Co-authors of the study led by Wadhera and Narasimmaraj included Dhruv Kazi, MD, MSc, MS, Andrew Oseran, MD, MBA, Archana Tale, MPH, Jiaman Xu, MPH, and Robert W. Yeh, MD, MSc, of BIDMC; and Utibe R. Essien, MD, MPH, of University of Pittsburgh School of Medicine. This research project was supported by grant R01HL164561 from the National Heart, Lung, and Blood Institute. Co-authors of the study led by Kazi include Collete de Jong, MD, Randi Chen, Rishi Wadhera, MD, and Chien-Wen Tseng, MD, of the University of Hawaii. Wadhera, Yeh, and Kazi receive research support from the National Heart, Lung, and Blood Institute (R01HL164561, R01HL157530, and K23HL148525) at the National Institutes of Health. Wadhera currently serves as a consultant for Abbott and CVS Health, outside the submitted work. Yeh has received consulting and research grants from AstraZeneca. All other authors have no disclosures.

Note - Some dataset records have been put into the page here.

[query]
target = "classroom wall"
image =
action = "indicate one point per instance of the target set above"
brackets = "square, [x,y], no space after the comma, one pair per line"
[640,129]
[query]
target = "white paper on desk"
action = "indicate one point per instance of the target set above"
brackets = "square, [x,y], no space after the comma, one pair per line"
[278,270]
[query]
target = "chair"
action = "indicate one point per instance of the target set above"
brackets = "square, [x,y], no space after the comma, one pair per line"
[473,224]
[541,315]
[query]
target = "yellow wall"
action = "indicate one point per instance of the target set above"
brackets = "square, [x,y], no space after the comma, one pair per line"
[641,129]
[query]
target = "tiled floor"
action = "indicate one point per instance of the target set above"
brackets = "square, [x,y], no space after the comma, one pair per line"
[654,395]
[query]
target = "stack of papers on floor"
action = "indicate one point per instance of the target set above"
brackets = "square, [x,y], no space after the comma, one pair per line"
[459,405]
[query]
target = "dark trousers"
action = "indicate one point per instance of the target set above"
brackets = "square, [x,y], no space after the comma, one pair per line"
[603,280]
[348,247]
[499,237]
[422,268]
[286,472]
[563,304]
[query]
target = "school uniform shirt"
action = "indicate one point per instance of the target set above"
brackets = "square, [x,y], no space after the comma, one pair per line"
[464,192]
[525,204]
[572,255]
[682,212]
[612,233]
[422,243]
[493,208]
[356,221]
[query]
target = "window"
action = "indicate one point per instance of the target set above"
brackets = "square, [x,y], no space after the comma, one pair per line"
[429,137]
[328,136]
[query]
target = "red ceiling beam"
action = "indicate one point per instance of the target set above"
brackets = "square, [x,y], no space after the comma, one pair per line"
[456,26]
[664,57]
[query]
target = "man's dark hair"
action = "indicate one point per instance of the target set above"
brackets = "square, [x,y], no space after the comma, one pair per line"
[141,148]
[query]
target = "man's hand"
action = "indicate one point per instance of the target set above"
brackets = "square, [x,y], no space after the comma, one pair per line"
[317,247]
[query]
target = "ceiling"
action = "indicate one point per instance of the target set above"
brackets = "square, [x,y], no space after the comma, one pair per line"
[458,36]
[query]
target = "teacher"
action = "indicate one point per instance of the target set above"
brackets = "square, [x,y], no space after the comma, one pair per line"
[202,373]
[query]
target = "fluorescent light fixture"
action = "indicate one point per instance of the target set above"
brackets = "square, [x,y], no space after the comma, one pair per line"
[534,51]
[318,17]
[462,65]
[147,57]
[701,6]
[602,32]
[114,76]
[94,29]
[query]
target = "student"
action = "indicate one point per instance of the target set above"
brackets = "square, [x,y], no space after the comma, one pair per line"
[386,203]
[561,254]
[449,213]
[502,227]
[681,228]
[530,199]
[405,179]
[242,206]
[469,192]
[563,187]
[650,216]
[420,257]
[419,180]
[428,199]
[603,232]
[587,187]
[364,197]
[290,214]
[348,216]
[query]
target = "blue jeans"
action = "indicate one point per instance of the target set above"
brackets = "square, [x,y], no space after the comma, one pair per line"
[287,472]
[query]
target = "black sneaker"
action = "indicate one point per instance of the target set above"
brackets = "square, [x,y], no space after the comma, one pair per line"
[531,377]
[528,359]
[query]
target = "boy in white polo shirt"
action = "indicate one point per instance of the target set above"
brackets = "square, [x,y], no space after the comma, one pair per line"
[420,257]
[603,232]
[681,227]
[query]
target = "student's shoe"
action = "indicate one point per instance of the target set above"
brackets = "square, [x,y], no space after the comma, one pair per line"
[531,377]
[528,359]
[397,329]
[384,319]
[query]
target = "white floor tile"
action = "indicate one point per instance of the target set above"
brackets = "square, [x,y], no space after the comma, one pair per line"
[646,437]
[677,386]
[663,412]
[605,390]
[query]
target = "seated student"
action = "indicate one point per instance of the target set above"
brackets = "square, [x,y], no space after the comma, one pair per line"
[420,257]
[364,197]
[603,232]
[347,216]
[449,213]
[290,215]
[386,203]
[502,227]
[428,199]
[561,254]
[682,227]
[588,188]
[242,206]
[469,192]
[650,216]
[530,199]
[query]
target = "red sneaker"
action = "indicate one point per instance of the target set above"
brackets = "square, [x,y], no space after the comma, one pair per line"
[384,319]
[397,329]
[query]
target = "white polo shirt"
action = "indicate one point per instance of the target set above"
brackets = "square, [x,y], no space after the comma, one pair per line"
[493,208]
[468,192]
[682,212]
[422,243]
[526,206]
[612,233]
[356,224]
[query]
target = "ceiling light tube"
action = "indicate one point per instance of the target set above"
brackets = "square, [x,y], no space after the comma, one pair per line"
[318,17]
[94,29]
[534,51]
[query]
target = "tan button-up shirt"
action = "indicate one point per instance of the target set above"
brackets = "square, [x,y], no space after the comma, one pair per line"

About Beth Israel Deaconess Medical Center

Beth Israel Deaconess Medical Center is a leading academic medical center, where extraordinary care is supported by high-quality education and research. BIDMC is a teaching affiliate of Harvard Medical School, and consistently ranks as a national leader among independent hospitals in National Institutes of Health funding. BIDMC is the official hospital of the Boston Red Sox.

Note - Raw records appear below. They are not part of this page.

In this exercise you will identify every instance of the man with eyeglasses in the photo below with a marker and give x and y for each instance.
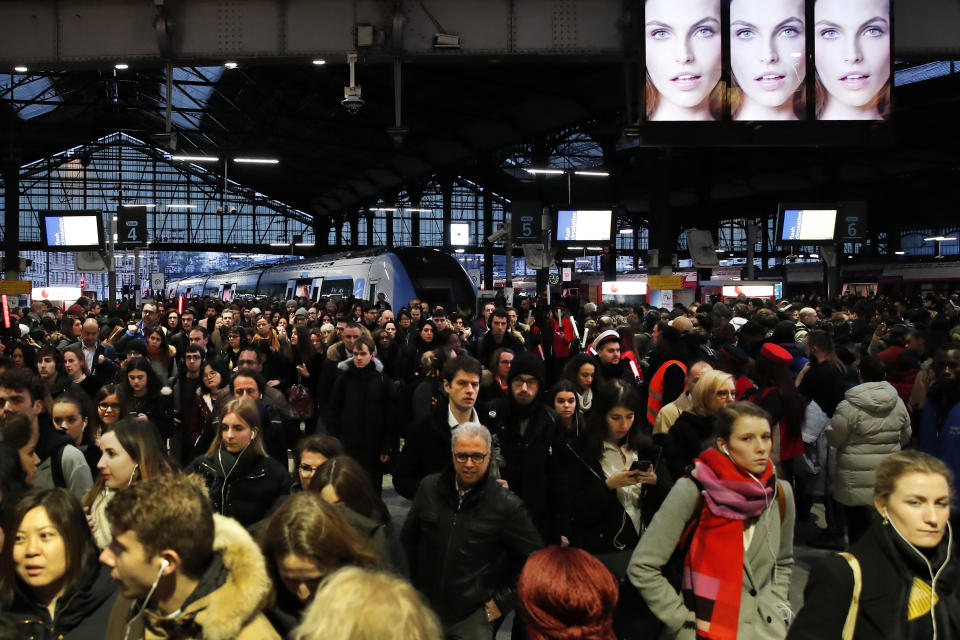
(467, 538)
(186, 414)
(530, 443)
(427, 446)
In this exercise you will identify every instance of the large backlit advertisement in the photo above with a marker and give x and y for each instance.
(767, 60)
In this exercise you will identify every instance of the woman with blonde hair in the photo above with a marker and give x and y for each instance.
(244, 482)
(898, 581)
(694, 429)
(355, 604)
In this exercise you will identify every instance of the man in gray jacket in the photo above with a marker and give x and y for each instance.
(869, 424)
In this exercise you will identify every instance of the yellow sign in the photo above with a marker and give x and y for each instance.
(11, 287)
(668, 283)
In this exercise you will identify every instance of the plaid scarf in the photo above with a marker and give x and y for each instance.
(713, 566)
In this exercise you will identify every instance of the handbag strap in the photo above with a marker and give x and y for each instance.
(851, 622)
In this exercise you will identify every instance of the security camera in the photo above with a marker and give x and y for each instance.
(352, 101)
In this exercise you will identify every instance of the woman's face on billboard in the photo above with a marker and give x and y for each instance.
(683, 56)
(852, 52)
(767, 54)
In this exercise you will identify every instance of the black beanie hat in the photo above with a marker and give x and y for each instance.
(527, 364)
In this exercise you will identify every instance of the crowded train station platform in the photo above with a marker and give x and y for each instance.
(546, 320)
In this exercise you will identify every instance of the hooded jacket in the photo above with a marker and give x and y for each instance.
(869, 424)
(226, 605)
(82, 612)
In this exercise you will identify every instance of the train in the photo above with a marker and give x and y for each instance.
(400, 273)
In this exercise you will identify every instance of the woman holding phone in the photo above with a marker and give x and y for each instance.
(683, 60)
(617, 483)
(768, 59)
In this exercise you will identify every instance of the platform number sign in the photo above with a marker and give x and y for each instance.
(526, 218)
(852, 221)
(132, 228)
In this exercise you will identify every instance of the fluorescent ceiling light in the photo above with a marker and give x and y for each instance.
(257, 160)
(196, 158)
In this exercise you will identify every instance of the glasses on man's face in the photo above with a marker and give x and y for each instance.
(476, 458)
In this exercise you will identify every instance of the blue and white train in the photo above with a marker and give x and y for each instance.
(400, 273)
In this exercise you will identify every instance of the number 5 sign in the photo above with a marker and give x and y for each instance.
(525, 225)
(132, 227)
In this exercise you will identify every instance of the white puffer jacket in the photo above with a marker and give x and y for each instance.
(869, 424)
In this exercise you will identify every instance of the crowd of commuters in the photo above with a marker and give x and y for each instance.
(218, 472)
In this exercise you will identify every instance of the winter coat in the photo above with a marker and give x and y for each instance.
(359, 411)
(890, 570)
(533, 463)
(250, 490)
(226, 605)
(81, 613)
(465, 550)
(869, 424)
(600, 524)
(768, 564)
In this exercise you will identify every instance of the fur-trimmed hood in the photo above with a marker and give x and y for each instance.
(227, 602)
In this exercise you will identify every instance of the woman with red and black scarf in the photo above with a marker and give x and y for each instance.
(729, 525)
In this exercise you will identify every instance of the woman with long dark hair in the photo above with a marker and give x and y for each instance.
(131, 452)
(50, 579)
(617, 483)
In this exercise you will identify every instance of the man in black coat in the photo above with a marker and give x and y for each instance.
(467, 538)
(360, 408)
(427, 447)
(529, 444)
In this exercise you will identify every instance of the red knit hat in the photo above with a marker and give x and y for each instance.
(775, 353)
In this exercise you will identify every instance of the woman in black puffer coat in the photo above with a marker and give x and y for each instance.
(244, 482)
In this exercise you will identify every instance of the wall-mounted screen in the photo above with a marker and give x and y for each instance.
(852, 48)
(71, 231)
(807, 224)
(768, 59)
(583, 225)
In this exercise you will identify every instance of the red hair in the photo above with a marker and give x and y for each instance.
(567, 594)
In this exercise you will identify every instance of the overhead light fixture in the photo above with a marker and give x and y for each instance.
(257, 160)
(595, 174)
(195, 158)
(548, 172)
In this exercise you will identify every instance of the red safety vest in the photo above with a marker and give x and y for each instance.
(655, 397)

Beth Israel Deaconess Medical Center is a part of Beth Israel Lahey Health, a health care system that brings together academic medical centers and teaching hospitals, community and specialty hospitals, more than 4,700 physicians and 39,000 employees in a shared mission to expand access to great care and advance the science and practice of medicine through groundbreaking research and education.